## PyTorch Tutorial

This Jupyter Notebook will cover the PyTorch functions that you will find the most useful in Homework 7

In [1]:
import torch
import numpy as np
import torch.nn as nn
import torch.nn.functional as F
import torch.optim as optim

### Network Layers
The following are neural network layers. In Homework 7, we will be using `nn.Linear`, `nn.Conv2d`, and `nn.MaxPool2d`.

In [2]:
# The module torch.nn contains network layers

# creates a linear layer with 128 input dimensions and 64 output dimensions. 
in_dim, out_dim = 128, 64
linear = nn.Linear(in_dim, out_dim)

# creates a 2d convolutional layer with the following params
in_channels = 4
out_channels = 12
kernel_size = 5
stride = 2
dilation = 2
conv2d = nn.Conv2d(in_channels, out_channels, kernel_size, stride=stride, dilation=dilation)

# creates a max pool layer
kernel_size = 5
max_pool  = nn.MaxPool2d(kernel_size=kernel_size)

Convolutional layers can get pretty complex, you can find some information about some of the params here:

https://github.com/vdumoulin/conv_arithmetic/blob/master/README.md

In [3]:
# You can chain layers together using nn.Sequential
seq_layer = nn.Sequential(
    nn.Linear(128, 64),
    nn.ReLU(),
    nn.Linear(64, 32),
    nn.ReLU(),
    nn.Linear(32, 2),
    nn.Sigmoid()
)

### Activation Functions

Activation functions are also from Module `torch.nn`

In [4]:
# Rectified Linear Unit (ReLU)
relu = nn.ReLU()

# Sigmoid
sig = nn.Sigmoid()

## Using Layers and Activation functions

In [5]:
# After initializing a layer or activation function, you can pass input to it simply by using __call__()
# This is true for all classes that implement nn.Module

# Create 30 samples with dimension 128
x = torch.rand(30, 128)
out = linear(x)
out = relu(out)
out.shape

torch.Size([30, 64])

In [6]:
seq_out = seq_layer(x)
seq_out.shape

torch.Size([30, 2])

### Loss function
We will only be using Cross Entropy loss function for this homework. 

In [7]:
pred = out
targets = torch.randint(0, 64, (30,))

# For Cross Entropy, the predicted classes are the one-hot encoded in pred. 
# And targets[i] is the target for feature row i

# You can run cross entropy in two ways
loss_func = nn.CrossEntropyLoss()
loss = loss_func(pred, targets)
print(loss)
# or
loss = F.cross_entropy(pred, targets)
print(loss)

tensor(4.2204, grad_fn=<NllLossBackward>)
tensor(4.2204, grad_fn=<NllLossBackward>)


### Optimizer

The optimizer updates the parameters of a network

In [8]:
# Initialize SGD Optimizer to update the parameters of a linear layer with learning rate of .001
optimizer = optim.SGD(linear.parameters(), lr=.001)

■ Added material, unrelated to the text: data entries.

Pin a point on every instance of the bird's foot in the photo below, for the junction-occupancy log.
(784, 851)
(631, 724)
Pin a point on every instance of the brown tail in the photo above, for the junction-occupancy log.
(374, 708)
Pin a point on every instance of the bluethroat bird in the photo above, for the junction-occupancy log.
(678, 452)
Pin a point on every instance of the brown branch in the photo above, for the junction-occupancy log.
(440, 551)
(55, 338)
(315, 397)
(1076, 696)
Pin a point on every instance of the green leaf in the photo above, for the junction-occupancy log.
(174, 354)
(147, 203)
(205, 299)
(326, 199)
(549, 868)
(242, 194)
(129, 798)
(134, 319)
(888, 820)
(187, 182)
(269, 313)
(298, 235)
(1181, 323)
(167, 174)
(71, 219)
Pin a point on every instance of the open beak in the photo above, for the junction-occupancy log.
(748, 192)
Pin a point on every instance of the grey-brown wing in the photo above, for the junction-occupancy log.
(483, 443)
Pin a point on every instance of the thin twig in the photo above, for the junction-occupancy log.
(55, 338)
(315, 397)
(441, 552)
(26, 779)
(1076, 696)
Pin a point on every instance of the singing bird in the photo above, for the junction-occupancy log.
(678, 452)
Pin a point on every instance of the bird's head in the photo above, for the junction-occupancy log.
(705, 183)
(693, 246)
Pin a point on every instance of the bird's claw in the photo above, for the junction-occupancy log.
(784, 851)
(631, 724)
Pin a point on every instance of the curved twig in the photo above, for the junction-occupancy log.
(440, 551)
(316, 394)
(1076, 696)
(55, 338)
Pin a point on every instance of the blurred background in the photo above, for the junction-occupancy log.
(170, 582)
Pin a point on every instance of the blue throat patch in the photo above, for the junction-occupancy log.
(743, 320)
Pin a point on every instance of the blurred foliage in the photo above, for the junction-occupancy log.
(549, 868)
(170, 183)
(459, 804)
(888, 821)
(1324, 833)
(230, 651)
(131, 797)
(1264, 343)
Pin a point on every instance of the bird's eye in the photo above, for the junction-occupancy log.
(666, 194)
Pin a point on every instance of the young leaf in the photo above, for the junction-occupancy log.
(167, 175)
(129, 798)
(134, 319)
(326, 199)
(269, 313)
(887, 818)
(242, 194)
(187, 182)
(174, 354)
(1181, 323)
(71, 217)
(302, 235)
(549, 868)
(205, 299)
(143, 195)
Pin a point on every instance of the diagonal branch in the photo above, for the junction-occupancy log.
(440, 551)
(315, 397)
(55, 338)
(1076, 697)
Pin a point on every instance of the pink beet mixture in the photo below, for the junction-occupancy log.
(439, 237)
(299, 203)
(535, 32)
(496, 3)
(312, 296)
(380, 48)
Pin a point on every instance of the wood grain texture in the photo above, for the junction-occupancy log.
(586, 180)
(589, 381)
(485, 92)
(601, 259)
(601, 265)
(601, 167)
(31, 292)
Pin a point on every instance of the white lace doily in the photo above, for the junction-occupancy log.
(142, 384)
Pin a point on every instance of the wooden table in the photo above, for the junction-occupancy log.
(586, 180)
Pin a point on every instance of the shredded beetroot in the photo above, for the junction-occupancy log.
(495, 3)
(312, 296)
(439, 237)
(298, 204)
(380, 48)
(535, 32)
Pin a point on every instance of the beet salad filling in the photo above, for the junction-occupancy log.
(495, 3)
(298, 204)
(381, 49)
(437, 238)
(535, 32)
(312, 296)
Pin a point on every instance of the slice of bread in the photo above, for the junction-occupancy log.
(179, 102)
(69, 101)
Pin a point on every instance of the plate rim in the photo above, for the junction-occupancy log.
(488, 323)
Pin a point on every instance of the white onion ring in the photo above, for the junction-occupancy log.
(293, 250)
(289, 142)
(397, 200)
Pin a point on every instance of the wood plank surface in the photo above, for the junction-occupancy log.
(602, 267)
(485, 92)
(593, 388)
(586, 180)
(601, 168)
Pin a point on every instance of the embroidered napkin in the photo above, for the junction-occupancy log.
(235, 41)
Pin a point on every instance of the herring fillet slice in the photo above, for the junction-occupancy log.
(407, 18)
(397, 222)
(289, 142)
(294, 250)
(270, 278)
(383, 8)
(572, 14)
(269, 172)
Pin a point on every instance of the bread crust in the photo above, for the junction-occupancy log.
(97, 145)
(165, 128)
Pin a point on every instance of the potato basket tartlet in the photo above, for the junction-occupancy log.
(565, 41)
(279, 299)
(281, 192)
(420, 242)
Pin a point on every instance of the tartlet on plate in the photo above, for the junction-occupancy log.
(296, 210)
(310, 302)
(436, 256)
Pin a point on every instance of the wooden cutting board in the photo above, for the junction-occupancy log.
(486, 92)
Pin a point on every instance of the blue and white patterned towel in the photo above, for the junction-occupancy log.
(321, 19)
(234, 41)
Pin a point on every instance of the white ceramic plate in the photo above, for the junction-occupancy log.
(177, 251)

# To update the gradients of the optimizer, after taking calculating the loss
loss.backward()
# To update the parameters according to a gradient
optimizer.step()
# To reset gradients
optimizer.zero_grad()

### Other useful functions

In [9]:
# torch.tensor.numpy
# Convert tensor to numpy array
np_x = x.numpy()

# For tensors involved with gradient descent, such as network parameters or network outputs, 
# you will need to do .detach() first
np_out = out.detach().numpy()

# Convert numpy to torch
ones = np.ones(100)
ones = torch.tensor(ones)

In [10]:
# torch.rand
# random floats from 0 to 1 with shape (a, b, c)
a = 5
b = 10
c = 30
r = torch.rand(5, 10, 30)

# torch.randint
# random integers from 0 to n-1 with shape (a, b, c)
n = 100
ri = torch.randint(100, (a, b, c))

In [11]:
# torch.tensor.flatten
# Flatten a n-D tensor
r = torch.rand(100, 100)
print(r.shape)
r = r.flatten()
print(r.shape)

torch.Size([100, 100])
torch.Size([10000])


In [14]:
# torch.tensor.permute
# Rerange the axes of a tensor
# For example, this transforms a tensor with shape (4, 2, 1) to (1, 4, 2)
x = torch.zeros(4, 2, 1)
print(x.shape)
permute_x = x.permute(2, 0, 1)
print(permute_x.shape)

torch.Size([4, 2, 1])
torch.Size([1, 4, 2])